ODD file for generating the TAN-TEI schema for the Text Alignment Network format

ODD file for generating the TAN-TEI schema for the Text Alignment Network format Joel Kalvesmaki Joel Kalvesmaki Revised 2020-05-24

Insofar as this ODD file constitutes an original work (see below) all material is released under a GNU General Public License, https://opensource.org/licenses/GPL-3.0

The notice in the next paragraph is preserved from the template upon which this ODD file is based.

TEI material can be licensed differently depending on the use you intend to make of it. Hence it is made available under both the CC+BY and BSD-2 licences. The CC+BY licence is generally appropriate for usages which treat TEI content as data or documentation. The BSD-2 licence is generally appropriate for usage of TEI content in a software environment. For further information or clarification, please contact the TEI Consortium (info@tei-c.org).

TEI All, adapted for the Text Alignment Network

This ODD describes parameters needed to turn any document that validates against TEI All (P5) into a form that can be used with the Text Alignment Network (TAN). The next two paragraphs are preserved from the template upon which this ODD file is based.

This TEI customization describes a schema that includes all of the TEI (P5) modules. This is a very useful starting place for manually creating your own customizations — it is much easier to delete the modules you do not want than to add the modules you do. Furthermore this customization often proves helpful for testing TEI software.

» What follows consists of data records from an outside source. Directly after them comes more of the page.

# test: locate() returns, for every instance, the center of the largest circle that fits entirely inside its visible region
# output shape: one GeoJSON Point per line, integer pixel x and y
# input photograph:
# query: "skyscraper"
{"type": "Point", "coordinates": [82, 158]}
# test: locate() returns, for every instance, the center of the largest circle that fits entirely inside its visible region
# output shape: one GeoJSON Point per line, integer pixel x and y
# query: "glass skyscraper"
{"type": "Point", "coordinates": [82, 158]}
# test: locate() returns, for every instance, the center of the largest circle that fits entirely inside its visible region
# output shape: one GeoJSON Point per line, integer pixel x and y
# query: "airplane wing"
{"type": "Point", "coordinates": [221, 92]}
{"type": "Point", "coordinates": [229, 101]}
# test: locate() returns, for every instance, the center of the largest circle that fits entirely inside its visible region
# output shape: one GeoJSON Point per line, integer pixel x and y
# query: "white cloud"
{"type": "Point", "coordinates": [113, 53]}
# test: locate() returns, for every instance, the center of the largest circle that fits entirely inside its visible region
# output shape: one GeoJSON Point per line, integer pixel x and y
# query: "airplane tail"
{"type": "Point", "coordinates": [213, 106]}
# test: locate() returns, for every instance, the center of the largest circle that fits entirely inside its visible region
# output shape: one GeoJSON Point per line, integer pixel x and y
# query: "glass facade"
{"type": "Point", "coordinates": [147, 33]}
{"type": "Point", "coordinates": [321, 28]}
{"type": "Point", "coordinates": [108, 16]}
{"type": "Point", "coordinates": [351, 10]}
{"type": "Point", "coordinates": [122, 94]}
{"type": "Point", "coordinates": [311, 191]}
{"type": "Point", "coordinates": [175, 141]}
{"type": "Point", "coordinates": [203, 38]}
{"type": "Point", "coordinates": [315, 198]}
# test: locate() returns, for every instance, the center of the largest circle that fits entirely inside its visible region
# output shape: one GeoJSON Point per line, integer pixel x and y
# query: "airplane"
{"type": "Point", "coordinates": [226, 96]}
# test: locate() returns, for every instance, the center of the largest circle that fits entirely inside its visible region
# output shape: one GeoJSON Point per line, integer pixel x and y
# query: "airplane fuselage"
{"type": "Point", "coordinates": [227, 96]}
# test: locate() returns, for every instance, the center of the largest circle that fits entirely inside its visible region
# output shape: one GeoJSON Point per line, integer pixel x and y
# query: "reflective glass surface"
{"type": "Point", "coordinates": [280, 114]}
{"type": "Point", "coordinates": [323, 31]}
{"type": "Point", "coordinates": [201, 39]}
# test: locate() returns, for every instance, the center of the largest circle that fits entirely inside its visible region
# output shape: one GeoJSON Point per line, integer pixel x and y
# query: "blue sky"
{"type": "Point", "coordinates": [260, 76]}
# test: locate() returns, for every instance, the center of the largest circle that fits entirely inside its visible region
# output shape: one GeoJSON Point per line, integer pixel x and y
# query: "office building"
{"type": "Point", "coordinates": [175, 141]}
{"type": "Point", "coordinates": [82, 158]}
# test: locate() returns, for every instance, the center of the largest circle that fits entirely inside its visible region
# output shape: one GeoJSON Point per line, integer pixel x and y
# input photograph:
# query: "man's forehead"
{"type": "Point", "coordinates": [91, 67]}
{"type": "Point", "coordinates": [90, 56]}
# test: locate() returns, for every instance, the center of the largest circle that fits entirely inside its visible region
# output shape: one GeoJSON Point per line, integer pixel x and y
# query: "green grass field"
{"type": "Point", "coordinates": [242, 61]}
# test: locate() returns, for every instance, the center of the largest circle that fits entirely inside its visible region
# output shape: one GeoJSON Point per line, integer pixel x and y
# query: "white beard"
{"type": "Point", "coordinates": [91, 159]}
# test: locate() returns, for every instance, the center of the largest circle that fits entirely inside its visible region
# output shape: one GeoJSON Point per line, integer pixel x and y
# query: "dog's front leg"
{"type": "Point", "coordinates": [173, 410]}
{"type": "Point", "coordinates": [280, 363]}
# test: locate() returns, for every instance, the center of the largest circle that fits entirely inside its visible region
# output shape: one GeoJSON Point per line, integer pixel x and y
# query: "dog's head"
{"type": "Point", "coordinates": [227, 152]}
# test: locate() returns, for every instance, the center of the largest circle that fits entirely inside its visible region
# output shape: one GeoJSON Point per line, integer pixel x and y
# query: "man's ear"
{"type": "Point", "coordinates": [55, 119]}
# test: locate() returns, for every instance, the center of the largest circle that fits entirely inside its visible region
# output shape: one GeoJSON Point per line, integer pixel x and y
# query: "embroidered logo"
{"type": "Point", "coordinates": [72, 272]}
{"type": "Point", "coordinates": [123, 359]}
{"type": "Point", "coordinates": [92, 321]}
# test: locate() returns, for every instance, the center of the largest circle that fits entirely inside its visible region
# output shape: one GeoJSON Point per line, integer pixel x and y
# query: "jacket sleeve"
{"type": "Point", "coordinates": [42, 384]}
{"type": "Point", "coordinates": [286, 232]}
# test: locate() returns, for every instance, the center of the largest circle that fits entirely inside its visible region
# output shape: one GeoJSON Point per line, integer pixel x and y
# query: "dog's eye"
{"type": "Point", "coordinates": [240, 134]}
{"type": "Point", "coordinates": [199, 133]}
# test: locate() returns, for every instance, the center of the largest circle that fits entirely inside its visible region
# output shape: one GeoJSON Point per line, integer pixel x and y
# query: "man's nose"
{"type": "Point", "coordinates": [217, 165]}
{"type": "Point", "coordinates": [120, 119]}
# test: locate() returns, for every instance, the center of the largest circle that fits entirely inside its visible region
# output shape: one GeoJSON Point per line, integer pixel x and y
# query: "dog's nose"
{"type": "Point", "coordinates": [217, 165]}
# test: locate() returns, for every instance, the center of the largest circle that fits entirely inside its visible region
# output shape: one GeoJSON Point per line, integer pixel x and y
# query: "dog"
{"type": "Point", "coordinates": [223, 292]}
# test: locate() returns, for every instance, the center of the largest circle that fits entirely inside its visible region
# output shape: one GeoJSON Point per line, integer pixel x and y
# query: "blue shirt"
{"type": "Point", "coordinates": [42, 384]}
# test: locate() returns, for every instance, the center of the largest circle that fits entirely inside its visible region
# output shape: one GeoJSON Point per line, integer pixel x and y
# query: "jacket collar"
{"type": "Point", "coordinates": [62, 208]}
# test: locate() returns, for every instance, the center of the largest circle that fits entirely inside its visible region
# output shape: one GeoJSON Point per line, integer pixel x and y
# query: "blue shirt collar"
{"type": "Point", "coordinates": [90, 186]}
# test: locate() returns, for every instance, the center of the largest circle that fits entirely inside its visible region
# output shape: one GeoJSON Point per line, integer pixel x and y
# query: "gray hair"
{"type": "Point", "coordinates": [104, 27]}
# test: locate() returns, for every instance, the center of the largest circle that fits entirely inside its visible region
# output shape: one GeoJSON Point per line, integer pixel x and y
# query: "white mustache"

However, this particular TEI customization is not recommended for actual use for encoding documents. It produces schemas and reference documentation that will be much larger, and include many more elements, than almost anyone could conceivably ever need. Tempting though it may be simply to have absolutely everything, and just ignore elements not required, experience has shown that their presence makes the documentation harder to read and use, and makes a schema that is far more lax than desired.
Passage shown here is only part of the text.